Hinweise der Verbandsgemeindewerke Traben-Trarbach

Der Winter bringt durch Frosteinwirkung eine erhöhte Gefahr für Wasserleitungen und Installationen mit sich. Ein großer Teil dieser Schäden ist auf Unachtsamkeit zurückzuführen. Wegen der hohen Kosten, die alle zu Lasten der Anschlussnehmer gehen, lohnt es sich, folgende Regeln zu beachten. Die Verbandsgemeindewerke empfehlen daher:

1.

Mit Eintritt der Kälte, die Türen und Fenster in Kellern und in der Nähe von Wasserleitungen und Wasserzählern immer geschlossen halten.

2.

Alle nicht ausreichend isolierten Leitungen müssen entleert werden, hierbei sind Entleerungs- und Zapfhähne zu öffnen. Alle Zapfstellen im Keller, auf dem Boden und vor allem im Freien, die während des Winters ohnehin nicht in Gebrauch sind, sollten abgestellt und entleert werden.

3.

Frostempfindliche Armaturen sollten mit Glaswolle oder ähnlichen Stoffen umhüllt werden. Wasserzählerschächte im Freien sind abzudecken und frosthemmendes Material innen einzubringen.

4.

Aus nicht in Betrieb befindlichen Heizungsanlagen, insbesondere in nicht ständig bewohnten Häusern, sollte das Wasser abgelassen werden.

5.

Sind Leitungen dennoch eingefroren, so sollten diese nicht mit Lötlampen, Schweißbrennern, Kerzen oder anderem offenen Feuer aufgetaut werden (Brandgefahr). Heiße Luft, heiße Tücher, heißes Wasser leisten hier ebenso gute Dienste.
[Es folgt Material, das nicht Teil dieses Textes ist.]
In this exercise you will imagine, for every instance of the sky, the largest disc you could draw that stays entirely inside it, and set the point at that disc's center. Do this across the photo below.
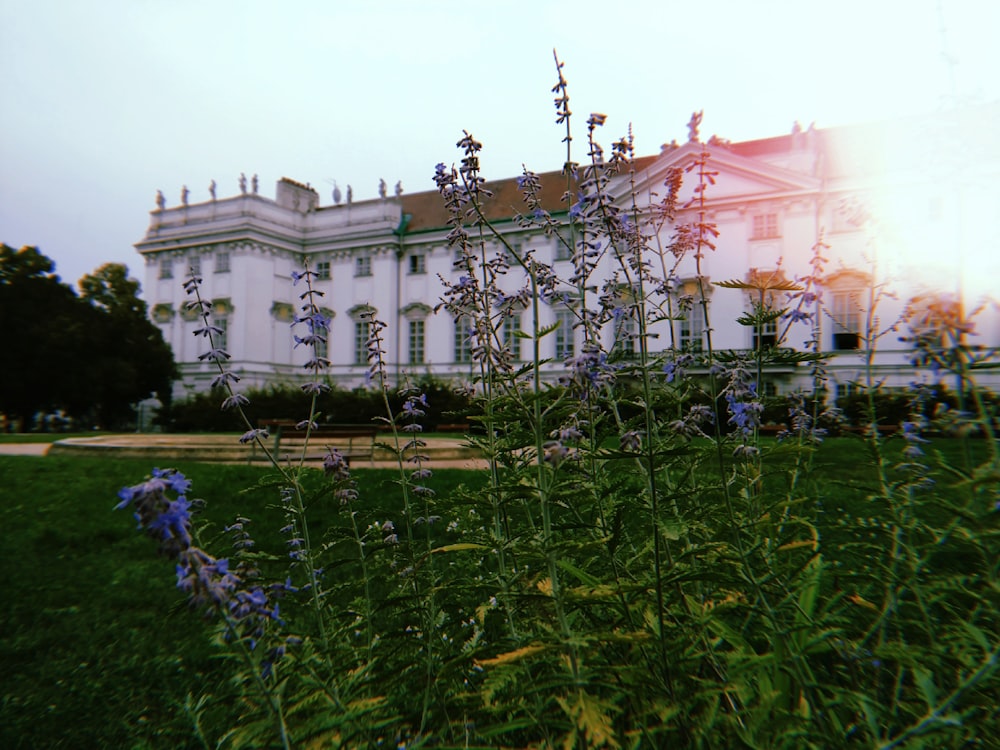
(104, 102)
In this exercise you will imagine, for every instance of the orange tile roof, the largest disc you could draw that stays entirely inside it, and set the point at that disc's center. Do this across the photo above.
(428, 212)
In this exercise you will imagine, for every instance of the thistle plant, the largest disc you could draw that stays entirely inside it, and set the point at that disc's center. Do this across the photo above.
(640, 565)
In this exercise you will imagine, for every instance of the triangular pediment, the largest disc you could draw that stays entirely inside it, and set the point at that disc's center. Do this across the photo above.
(736, 178)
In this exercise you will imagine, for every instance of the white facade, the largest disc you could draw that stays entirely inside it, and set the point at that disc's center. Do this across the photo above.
(891, 203)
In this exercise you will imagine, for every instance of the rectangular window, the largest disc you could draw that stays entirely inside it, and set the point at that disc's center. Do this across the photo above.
(361, 330)
(692, 329)
(626, 336)
(416, 341)
(418, 264)
(765, 226)
(765, 335)
(846, 321)
(463, 340)
(221, 340)
(509, 329)
(565, 347)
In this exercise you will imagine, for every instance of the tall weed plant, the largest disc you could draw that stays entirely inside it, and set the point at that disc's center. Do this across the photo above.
(643, 570)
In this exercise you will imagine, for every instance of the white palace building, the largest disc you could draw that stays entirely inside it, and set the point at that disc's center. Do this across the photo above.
(910, 207)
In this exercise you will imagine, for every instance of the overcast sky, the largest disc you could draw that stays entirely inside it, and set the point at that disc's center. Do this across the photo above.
(106, 101)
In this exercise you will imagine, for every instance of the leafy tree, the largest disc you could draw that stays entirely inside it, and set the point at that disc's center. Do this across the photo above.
(92, 355)
(136, 361)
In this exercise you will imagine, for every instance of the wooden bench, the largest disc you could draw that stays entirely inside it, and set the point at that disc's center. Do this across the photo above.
(351, 440)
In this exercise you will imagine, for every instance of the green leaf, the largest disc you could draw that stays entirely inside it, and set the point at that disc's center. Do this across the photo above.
(924, 680)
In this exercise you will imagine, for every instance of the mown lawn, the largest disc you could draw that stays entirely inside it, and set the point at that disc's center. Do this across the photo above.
(99, 649)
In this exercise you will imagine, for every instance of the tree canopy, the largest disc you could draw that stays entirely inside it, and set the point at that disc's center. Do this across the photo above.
(92, 355)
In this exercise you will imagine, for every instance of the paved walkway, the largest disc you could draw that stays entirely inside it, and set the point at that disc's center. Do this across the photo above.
(443, 452)
(23, 449)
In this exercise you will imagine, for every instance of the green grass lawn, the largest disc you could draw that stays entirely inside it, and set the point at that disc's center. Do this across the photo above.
(99, 648)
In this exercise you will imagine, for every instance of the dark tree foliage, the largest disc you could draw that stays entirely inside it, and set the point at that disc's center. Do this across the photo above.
(93, 355)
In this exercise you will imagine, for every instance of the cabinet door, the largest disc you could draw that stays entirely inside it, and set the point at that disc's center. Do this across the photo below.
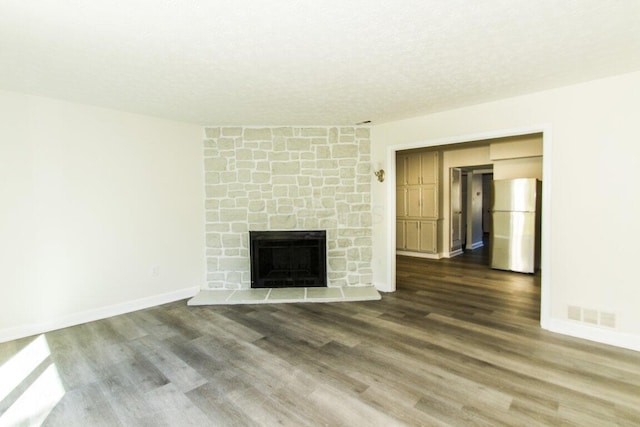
(429, 166)
(401, 202)
(412, 235)
(456, 208)
(429, 201)
(400, 233)
(428, 236)
(414, 201)
(401, 169)
(414, 171)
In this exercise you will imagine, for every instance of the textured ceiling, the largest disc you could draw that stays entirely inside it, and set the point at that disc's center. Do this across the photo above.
(308, 62)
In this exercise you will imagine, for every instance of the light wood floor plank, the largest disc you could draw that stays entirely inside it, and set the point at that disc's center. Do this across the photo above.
(457, 344)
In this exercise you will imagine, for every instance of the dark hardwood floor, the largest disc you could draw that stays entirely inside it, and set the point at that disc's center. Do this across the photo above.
(457, 344)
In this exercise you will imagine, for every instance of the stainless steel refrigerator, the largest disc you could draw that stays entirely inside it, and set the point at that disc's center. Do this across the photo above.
(515, 232)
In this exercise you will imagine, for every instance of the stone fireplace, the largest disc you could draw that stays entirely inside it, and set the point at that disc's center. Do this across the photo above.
(287, 179)
(286, 259)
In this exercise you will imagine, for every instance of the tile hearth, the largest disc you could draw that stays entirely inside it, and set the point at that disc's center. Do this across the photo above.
(284, 295)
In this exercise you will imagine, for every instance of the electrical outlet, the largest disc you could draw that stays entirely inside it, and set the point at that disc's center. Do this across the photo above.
(608, 319)
(590, 316)
(574, 313)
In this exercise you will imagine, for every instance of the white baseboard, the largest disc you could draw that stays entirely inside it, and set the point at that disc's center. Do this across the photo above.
(476, 245)
(23, 331)
(419, 254)
(593, 333)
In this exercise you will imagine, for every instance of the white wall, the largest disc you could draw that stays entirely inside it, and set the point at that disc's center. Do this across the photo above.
(592, 169)
(100, 212)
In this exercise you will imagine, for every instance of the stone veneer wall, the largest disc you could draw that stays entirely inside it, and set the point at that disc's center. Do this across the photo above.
(287, 178)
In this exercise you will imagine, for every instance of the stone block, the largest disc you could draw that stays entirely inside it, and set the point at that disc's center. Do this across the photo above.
(244, 154)
(365, 148)
(283, 156)
(333, 135)
(214, 191)
(212, 132)
(227, 203)
(285, 168)
(231, 131)
(328, 203)
(313, 132)
(231, 240)
(322, 152)
(211, 178)
(260, 134)
(234, 264)
(279, 145)
(213, 240)
(363, 133)
(231, 215)
(284, 180)
(215, 164)
(282, 222)
(298, 144)
(240, 227)
(218, 227)
(257, 206)
(337, 263)
(229, 177)
(340, 151)
(353, 254)
(260, 177)
(258, 219)
(347, 173)
(283, 131)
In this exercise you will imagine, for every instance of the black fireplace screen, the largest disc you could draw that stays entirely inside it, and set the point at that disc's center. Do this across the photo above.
(284, 259)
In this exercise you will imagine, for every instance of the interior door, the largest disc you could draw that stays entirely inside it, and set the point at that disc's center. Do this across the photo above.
(456, 208)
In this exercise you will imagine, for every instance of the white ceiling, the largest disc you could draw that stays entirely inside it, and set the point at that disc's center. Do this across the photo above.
(322, 62)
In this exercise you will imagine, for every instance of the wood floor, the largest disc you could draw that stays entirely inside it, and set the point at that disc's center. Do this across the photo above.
(457, 344)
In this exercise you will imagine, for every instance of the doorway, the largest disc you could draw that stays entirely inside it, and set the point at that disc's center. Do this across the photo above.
(544, 133)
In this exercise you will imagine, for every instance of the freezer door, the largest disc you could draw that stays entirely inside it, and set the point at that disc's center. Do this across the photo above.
(514, 195)
(513, 239)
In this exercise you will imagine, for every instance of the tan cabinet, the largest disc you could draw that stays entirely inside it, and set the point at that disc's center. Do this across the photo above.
(417, 209)
(400, 233)
(417, 168)
(428, 236)
(416, 236)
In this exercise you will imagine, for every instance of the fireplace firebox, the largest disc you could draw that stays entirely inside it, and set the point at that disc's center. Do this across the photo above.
(285, 259)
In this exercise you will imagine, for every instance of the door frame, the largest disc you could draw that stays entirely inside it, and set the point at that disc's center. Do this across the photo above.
(545, 259)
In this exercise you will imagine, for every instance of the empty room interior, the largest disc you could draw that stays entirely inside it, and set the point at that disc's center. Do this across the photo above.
(319, 213)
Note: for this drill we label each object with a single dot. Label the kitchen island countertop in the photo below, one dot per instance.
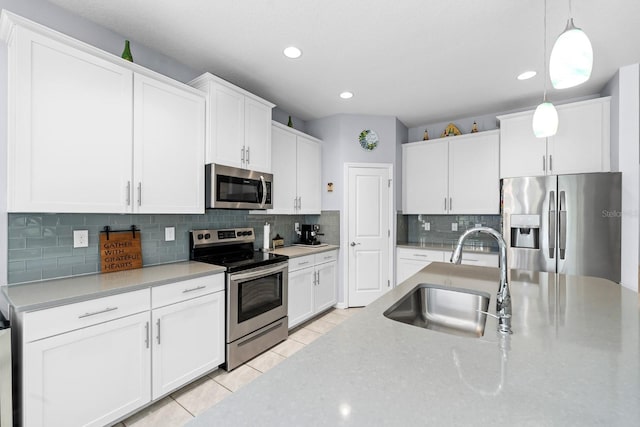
(573, 359)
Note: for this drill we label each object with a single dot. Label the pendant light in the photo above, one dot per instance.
(571, 57)
(545, 118)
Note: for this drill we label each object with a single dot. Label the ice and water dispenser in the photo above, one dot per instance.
(525, 231)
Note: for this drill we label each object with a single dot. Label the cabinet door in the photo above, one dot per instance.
(283, 160)
(91, 376)
(300, 295)
(309, 162)
(227, 126)
(70, 130)
(188, 340)
(257, 137)
(424, 178)
(407, 268)
(168, 148)
(325, 292)
(582, 142)
(521, 153)
(474, 178)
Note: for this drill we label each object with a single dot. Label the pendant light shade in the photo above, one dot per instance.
(571, 58)
(545, 120)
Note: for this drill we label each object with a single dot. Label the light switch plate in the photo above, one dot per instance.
(169, 234)
(80, 238)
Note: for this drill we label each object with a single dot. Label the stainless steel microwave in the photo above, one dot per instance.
(234, 188)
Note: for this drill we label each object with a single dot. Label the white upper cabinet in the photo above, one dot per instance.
(238, 125)
(168, 148)
(297, 174)
(455, 175)
(581, 145)
(90, 132)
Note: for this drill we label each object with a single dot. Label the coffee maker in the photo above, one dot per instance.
(309, 233)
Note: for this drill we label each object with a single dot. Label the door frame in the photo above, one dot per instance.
(344, 226)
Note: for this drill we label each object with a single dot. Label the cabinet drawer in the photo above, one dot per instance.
(421, 254)
(187, 289)
(53, 321)
(326, 257)
(301, 262)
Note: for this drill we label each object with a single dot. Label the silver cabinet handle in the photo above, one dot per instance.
(146, 340)
(552, 223)
(562, 226)
(106, 310)
(197, 288)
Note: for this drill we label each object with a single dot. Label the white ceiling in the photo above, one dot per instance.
(423, 61)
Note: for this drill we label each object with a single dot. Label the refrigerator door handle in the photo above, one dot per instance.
(562, 245)
(552, 223)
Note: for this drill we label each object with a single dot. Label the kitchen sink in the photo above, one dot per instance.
(444, 309)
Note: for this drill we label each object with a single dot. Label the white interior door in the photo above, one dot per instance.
(369, 232)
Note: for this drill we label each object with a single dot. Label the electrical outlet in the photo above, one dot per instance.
(80, 238)
(169, 234)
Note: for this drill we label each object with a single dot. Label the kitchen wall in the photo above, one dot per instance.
(624, 90)
(40, 246)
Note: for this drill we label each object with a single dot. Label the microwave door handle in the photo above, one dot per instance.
(552, 223)
(264, 190)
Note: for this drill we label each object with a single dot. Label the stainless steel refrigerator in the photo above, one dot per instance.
(567, 224)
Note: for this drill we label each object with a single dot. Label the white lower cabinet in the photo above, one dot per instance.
(312, 286)
(188, 340)
(94, 362)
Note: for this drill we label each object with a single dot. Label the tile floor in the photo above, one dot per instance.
(193, 399)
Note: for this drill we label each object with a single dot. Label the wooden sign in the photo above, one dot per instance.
(120, 250)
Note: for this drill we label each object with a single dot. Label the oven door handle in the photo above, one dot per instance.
(258, 272)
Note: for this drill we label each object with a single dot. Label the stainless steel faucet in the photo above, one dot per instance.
(503, 299)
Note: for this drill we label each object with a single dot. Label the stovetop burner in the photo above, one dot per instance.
(231, 248)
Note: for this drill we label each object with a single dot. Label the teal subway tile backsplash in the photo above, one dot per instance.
(40, 246)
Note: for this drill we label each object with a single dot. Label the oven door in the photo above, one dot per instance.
(255, 298)
(234, 188)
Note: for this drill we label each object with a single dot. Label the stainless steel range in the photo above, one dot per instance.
(256, 290)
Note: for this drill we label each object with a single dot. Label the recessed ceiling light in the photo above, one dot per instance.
(292, 52)
(527, 75)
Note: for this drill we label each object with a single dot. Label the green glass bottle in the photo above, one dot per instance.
(126, 53)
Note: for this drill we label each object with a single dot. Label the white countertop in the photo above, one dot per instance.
(573, 359)
(50, 293)
(298, 251)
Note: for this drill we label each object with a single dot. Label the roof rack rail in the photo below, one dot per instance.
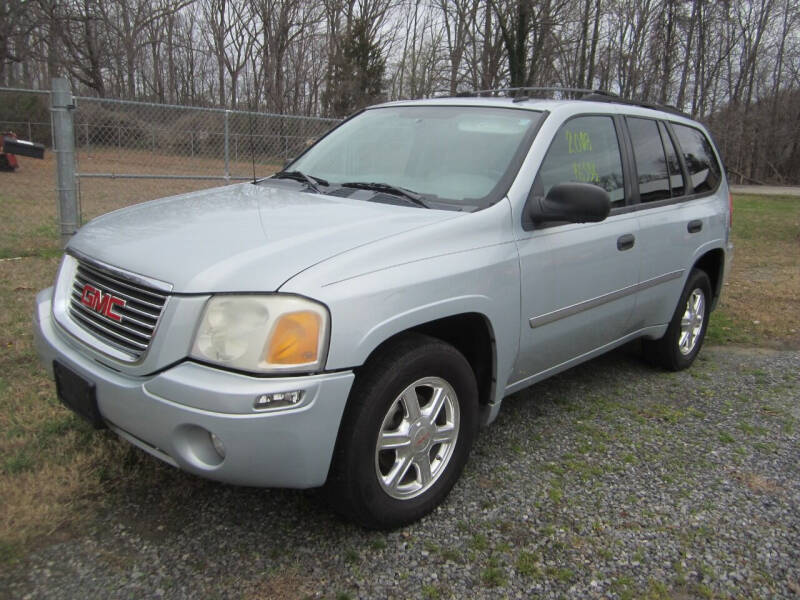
(519, 92)
(591, 95)
(627, 101)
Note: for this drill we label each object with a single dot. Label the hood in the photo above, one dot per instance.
(240, 238)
Falls dies nicht hilft, ziehen Sie bitte einen entsprechenden Fachinstallateur zu Rate, damit der Auftauvorgang an der richtigen Stelle begonnen wird.

6.

Sollte der Wassermesser eingefroren sein, so sind die Verbandsgemeindewerke umgehend zu informieren, ein Ausbau durch den Anschlussnehmer ist nicht zulässig, ebenso ist der vorsorgliche Ausbau von Wassermessern nicht zulässig.